Currently approved vaccines designed against the ancestral SARS-CoV-2 (CoV-2) spike protein are efficient in blocking infection, hospitalization and death in healthy individuals (1–3). Adaptive immune responses generated by mRNA-based COVID-19 vaccines (mRNA-1273, BNT162b2) induce the production of high levels of neutralizing antibodies and a strong and sustained T-cell response (4–6). Waning immunity and the rise of new CoV-2 variants of concern have created additional challenges and the need for boosters and potential new vaccine designs. Concern about the level of protection of naïve or vaccinated individuals with congenital or acquired immunosuppression has been raised during the pandemic. A recent CDC study has shown that immunocompromised populations receiving mRNA-based COVID-19 vaccines had lower protection against hospitalization than the general immunocompetent population (77% compared to 90%), although extensive differences were observed depending on type of disease and treatments (7). In addition to higher susceptibility to complications, protracted infections in immunodeficient individuals can potentially lead to the accumulation of CoV-2 mutations and the rise of new variants of concern (8–10). Overall, these and other factors highlight the need for a better understanding of the immune responses to CoV-2 in immunocompromised individuals.

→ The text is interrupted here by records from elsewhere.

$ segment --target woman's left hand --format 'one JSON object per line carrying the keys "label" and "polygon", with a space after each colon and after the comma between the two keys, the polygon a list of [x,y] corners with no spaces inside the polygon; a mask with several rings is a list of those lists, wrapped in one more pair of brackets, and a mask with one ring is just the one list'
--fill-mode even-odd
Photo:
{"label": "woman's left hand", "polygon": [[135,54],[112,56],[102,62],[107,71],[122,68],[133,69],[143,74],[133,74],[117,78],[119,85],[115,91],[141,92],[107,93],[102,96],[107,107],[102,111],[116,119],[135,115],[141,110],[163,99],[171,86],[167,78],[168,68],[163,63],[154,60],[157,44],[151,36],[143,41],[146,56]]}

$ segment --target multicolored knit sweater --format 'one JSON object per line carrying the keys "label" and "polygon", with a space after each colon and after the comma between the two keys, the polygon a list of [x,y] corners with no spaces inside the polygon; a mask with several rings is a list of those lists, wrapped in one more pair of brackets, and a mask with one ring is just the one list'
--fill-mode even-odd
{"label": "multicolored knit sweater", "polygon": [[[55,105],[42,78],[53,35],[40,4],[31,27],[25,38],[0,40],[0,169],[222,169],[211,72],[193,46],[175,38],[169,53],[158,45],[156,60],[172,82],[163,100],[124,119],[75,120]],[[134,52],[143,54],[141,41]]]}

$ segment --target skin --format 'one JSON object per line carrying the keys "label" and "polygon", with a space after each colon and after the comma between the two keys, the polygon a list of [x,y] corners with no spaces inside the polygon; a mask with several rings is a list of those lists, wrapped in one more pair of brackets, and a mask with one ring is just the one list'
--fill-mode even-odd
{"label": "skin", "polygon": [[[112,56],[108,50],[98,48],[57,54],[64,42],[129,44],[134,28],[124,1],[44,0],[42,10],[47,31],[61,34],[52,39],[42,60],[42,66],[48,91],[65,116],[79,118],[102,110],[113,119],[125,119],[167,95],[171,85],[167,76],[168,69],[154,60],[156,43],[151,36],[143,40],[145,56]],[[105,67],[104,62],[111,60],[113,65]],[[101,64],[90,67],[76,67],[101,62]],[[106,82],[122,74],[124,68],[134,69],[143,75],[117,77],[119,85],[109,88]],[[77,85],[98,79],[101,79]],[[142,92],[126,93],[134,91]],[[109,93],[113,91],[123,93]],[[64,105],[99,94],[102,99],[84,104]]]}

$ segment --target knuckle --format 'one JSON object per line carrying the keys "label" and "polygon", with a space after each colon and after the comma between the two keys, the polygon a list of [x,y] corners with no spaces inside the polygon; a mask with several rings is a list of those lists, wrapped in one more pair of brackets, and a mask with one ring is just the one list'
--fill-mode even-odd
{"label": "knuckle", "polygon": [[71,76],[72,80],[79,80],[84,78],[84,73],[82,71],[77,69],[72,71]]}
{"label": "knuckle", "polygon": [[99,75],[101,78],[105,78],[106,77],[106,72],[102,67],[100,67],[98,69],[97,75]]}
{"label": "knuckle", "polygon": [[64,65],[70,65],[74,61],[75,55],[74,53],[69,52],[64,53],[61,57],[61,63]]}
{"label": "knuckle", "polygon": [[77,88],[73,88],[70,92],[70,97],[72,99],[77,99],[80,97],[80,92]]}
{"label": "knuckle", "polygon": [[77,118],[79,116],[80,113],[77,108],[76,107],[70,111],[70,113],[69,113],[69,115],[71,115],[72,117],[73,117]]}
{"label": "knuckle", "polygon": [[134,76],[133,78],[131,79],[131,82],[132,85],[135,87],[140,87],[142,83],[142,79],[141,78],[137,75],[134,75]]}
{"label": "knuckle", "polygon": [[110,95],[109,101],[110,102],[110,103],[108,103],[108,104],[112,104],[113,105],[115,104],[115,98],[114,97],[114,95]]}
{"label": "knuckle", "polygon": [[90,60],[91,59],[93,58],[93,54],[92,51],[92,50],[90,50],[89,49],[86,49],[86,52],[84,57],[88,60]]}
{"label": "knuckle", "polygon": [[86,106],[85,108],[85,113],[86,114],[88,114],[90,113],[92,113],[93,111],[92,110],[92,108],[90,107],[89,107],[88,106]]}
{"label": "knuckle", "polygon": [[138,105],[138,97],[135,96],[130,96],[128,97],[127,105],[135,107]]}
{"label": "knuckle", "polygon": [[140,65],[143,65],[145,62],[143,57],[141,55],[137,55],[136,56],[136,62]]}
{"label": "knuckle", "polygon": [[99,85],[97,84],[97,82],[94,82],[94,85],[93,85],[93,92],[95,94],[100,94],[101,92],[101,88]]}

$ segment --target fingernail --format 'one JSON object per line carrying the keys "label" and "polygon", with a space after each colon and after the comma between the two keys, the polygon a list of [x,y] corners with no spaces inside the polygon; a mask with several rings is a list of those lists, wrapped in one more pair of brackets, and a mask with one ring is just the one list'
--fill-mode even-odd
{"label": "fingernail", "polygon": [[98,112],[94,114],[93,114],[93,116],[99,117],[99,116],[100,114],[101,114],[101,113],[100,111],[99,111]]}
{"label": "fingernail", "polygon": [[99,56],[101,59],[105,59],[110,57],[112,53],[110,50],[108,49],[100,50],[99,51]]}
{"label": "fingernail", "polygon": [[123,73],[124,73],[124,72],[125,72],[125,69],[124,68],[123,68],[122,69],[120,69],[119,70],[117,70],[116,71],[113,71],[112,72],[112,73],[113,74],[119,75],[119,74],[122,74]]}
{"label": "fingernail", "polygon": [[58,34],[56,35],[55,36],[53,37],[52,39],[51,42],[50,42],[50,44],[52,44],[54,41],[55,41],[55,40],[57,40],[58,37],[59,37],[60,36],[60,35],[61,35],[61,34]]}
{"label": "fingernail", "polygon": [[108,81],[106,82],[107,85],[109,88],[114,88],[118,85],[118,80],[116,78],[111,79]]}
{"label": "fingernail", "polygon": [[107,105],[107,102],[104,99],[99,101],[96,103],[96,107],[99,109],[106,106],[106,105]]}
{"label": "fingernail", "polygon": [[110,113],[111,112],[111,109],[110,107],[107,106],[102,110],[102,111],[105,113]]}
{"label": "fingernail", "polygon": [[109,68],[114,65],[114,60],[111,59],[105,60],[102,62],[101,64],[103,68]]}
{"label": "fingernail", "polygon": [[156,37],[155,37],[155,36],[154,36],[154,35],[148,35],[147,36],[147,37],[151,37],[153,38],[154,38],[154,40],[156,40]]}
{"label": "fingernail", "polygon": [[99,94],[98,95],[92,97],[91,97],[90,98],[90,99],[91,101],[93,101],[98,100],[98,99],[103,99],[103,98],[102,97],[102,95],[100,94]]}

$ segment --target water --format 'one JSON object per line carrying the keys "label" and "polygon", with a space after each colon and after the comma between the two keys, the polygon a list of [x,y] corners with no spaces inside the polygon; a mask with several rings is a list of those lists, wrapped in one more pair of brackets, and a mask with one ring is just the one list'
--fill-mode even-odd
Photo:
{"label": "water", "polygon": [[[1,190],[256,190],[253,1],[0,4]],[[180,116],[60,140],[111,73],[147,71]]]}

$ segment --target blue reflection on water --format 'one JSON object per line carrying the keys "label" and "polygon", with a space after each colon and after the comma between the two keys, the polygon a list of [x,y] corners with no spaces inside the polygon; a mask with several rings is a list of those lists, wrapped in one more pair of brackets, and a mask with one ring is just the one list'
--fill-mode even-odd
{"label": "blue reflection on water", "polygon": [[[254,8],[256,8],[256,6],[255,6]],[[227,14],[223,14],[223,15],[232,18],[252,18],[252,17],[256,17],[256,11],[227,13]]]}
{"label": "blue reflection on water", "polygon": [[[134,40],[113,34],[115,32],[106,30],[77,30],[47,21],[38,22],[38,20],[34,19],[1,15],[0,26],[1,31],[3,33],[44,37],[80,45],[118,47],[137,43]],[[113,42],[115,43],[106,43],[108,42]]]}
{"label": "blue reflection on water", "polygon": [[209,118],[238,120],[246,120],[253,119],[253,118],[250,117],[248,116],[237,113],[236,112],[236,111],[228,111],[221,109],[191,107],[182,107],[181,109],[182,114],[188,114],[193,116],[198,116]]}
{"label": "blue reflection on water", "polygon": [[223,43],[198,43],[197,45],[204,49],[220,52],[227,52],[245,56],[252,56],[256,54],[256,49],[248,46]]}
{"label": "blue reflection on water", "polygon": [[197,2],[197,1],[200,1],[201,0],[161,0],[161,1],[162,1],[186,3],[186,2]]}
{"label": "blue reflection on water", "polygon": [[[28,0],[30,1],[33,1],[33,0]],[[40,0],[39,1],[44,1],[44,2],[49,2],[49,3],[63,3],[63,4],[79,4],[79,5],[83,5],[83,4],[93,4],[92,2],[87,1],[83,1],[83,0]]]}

Patients with multiple sclerosis under B-cell depleting anti-CD20 treatment (aCD20-MS) and other disease-modifying therapies (DMTs) are susceptible to severe acquired immunosuppression and prone to infections (11, 12). Moreover, infections might be responsible for disease exacerbation and only non-live vaccines are currently recommended for the application of immunizations (13). Under anti-CD20 treatment, the induced depletion of immature and mature/naïve B-cells can attenuate the production of antibodies needed for the neutralization of incoming pathogens and blocking of disease onset (14, 15). An important unknown is whether the remaining adaptive immune response, or other unaffected immune arms, can still provide protection against microbe infections. A better understanding of this limitation is essential for defining the level of protection of aCD20-MS patients in the context of the current COVID-19 pandemic, including immunological protection induced by CoV-2 infection or in response to the application of the various vaccines available.